On other days I’ve invented role-playing games, arranged my office in a better way, meditated over my future, jumped on a trampoline, talked to people in distant locales via ham radio—all things that align with my values and interests.
Under severe stress, I’ll warn you: You’ll probably have to force that stuff into your day, but it will work and you’ll feel better.
Over time, some of those interests and little experiences I listed above will have a profound effect on my future. I love that open-horizon aspect! They may put me in touch with other people who change my life, or perhaps they’ll give me the mental clarity to make difficult decisions. Or maybe they’ll inform new directions in my work and work projects. You never know.
[These Fi-related items are also variously related to other cognitive functions—it’s a bit like trying to pull pumpkin seeds out of a pumpkin. You know what the individual seed is, and where it is, but it’s connected to other stuff too. So this is a very simple model for Fi, but I hope that aspect makes it easier to understand how Fi works.]

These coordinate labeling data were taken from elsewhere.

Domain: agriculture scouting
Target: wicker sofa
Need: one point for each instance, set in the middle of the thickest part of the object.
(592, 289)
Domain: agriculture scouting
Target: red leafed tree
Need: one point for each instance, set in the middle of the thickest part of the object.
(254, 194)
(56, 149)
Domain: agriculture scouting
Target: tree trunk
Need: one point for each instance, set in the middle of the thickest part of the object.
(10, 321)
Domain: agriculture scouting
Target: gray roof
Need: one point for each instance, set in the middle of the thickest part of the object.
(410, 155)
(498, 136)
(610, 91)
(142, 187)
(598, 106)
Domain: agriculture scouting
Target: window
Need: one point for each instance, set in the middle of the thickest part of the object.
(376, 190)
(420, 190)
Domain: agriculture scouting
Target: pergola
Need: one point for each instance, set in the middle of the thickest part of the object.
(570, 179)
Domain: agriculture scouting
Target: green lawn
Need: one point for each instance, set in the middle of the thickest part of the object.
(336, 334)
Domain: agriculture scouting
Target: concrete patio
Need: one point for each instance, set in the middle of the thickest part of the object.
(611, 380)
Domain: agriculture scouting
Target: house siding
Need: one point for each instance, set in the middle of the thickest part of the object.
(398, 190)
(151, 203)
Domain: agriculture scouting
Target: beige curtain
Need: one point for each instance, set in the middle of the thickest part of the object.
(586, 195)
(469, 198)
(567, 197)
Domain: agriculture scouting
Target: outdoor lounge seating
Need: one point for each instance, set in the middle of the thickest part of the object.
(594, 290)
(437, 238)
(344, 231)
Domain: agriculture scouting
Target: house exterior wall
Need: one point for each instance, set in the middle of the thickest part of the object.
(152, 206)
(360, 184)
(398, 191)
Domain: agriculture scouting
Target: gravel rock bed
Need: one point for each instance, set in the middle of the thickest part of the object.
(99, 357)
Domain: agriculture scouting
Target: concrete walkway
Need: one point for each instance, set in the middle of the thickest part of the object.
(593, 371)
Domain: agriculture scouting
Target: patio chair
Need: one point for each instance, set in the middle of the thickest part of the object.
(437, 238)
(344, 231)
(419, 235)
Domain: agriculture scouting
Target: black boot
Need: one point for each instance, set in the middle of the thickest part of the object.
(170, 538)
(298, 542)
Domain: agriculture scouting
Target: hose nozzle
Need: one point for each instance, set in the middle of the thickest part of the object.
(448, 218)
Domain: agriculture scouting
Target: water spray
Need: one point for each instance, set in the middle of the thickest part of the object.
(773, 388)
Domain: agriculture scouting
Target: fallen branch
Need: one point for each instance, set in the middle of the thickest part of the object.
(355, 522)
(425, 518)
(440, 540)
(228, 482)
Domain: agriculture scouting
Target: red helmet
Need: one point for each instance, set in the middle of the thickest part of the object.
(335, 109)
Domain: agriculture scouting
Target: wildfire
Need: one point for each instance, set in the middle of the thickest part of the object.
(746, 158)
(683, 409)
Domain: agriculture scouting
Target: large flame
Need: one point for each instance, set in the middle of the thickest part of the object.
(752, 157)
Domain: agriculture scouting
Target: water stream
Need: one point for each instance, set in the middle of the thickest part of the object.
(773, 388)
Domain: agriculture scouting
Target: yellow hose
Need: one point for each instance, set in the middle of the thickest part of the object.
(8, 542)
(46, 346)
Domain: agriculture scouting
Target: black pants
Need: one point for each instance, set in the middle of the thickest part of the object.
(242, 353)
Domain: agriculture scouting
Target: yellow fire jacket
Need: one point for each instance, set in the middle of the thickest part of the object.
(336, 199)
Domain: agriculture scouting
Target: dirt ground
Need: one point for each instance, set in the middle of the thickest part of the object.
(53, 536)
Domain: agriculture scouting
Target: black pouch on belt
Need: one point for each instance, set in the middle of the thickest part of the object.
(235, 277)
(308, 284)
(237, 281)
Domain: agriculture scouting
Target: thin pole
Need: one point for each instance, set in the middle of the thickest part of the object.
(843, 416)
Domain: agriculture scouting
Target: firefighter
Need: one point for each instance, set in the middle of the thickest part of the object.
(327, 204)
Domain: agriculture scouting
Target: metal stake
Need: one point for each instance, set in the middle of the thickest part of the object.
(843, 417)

So next time you’re doing one of those personal exercises where you consider your “life values,” try going smaller in scope, instead of broader. Ask yourself what sounds interesting right now. What would be fun? Don’t feel guilty if you sit down to plan your entire life out and instead, you play your favorite video game again, or whatever it is. You may find that you actually get better big-picture, long-term results that way. Sometimes living life a day at a time for some period is really healthy and even the best possible option.